Ctenotus superciliaris by Stephen Mahony, on Flickr

Within the garden Carlia were common but shy, usually under cultivated hedges with deep leaf-litter. 


Carlia munda by Stephen Mahony, on Flickr

Northern Blue-tongues were also abundant, often making there way into house.


Tiliqua scincoides by Stephen Mahony, on Flickr


Tiliqua scincoides by Stephen Mahony, on Flickr

Away from the living area Central Blue-tongues were also sometimes found. 
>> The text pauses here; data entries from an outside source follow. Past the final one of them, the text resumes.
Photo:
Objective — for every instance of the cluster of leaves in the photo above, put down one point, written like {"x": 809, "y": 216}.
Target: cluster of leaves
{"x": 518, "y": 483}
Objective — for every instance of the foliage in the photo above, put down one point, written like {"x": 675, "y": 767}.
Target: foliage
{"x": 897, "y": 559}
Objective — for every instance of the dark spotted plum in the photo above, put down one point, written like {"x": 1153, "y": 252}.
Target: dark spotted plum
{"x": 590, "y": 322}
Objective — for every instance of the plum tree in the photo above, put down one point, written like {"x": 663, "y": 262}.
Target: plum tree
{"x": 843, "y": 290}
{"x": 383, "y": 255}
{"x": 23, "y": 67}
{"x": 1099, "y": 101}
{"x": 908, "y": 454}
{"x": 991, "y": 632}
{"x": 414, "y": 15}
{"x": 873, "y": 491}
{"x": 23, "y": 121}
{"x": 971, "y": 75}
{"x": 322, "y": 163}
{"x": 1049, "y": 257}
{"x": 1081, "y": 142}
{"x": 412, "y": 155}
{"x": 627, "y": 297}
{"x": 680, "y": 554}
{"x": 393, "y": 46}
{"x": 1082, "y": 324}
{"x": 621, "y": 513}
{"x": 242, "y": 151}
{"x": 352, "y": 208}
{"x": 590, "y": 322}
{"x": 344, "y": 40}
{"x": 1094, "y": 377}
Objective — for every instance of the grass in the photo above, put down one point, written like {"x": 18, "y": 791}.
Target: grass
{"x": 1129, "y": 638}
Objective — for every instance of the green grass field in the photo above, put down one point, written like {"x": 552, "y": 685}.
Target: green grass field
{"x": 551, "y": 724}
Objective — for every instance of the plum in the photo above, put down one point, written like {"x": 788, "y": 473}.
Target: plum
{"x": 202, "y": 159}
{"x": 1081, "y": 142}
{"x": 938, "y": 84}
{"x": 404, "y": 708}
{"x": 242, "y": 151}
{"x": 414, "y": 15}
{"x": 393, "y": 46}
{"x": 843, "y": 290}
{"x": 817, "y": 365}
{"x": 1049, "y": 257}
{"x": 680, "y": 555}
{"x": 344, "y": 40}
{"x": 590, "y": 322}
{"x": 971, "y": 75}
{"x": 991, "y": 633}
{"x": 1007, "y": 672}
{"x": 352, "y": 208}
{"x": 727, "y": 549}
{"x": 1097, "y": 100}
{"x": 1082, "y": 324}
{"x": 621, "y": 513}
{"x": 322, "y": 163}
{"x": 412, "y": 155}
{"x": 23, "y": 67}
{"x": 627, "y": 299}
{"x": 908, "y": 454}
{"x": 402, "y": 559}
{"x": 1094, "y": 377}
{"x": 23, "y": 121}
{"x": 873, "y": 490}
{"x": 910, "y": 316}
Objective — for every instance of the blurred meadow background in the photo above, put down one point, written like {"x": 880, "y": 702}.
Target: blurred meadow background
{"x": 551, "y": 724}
Tiliqua multifasciata by Stephen Mahony, on Flickr

Of course I have saved the greatest for last. Small Brown Skinks. 
Here one of the smallest, brownest and most common, Menetia greyii!


Menetia greyii by Stephen Mahony, on Flickr

And even better Small, Brown, and with pretty colours. Proablepharus tenuis. 


Proablepharus tenuis by Stephen Mahony, on Flickr

Red-throated male. 


Proablepharus tenuis by Stephen Mahony, on Flickr

And that was the Kimberley. I'll have to go back to get more pictures of the far to numerous animals I missed but for now it was a rather enjoyable experience and I hope you enjoy the pictures.


----------



## Leasdraco (May 6, 2014)

Thanks for sharing your photos and experiences


----------



## rockethead (May 6, 2014)

fantastic photos good job


----------



## jacevy (May 6, 2014)

Wow there are some amazing photos there.
With the photo of the BHP and the Brown it is interesting to see the sediment on their faces. I guess they don't live in prestine conditions where their owners are worried about compaction!

Also in the middle photo of the BHP what do you think the white in it's mouth is? It looks like a build up of mucus.


----------



## Focus (May 6, 2014)

Fantastic pics mate. Thanks for sharing.


----------



## NickGeee (May 6, 2014)

Fantastic photos mate! Just sneaking up on those monitors is an accomplishment in itself.


----------



## saratoga (May 6, 2014)

Stunning images Stephen!. The sharpness and amount of detail is truly amazing


----------



## beastcreature (May 6, 2014)

Truly brilliant, thanks for sharing.



jacevy said:


> Also in the middle photo of the BHP what do you think the white in it's mouth is? It looks like a build up of mucus.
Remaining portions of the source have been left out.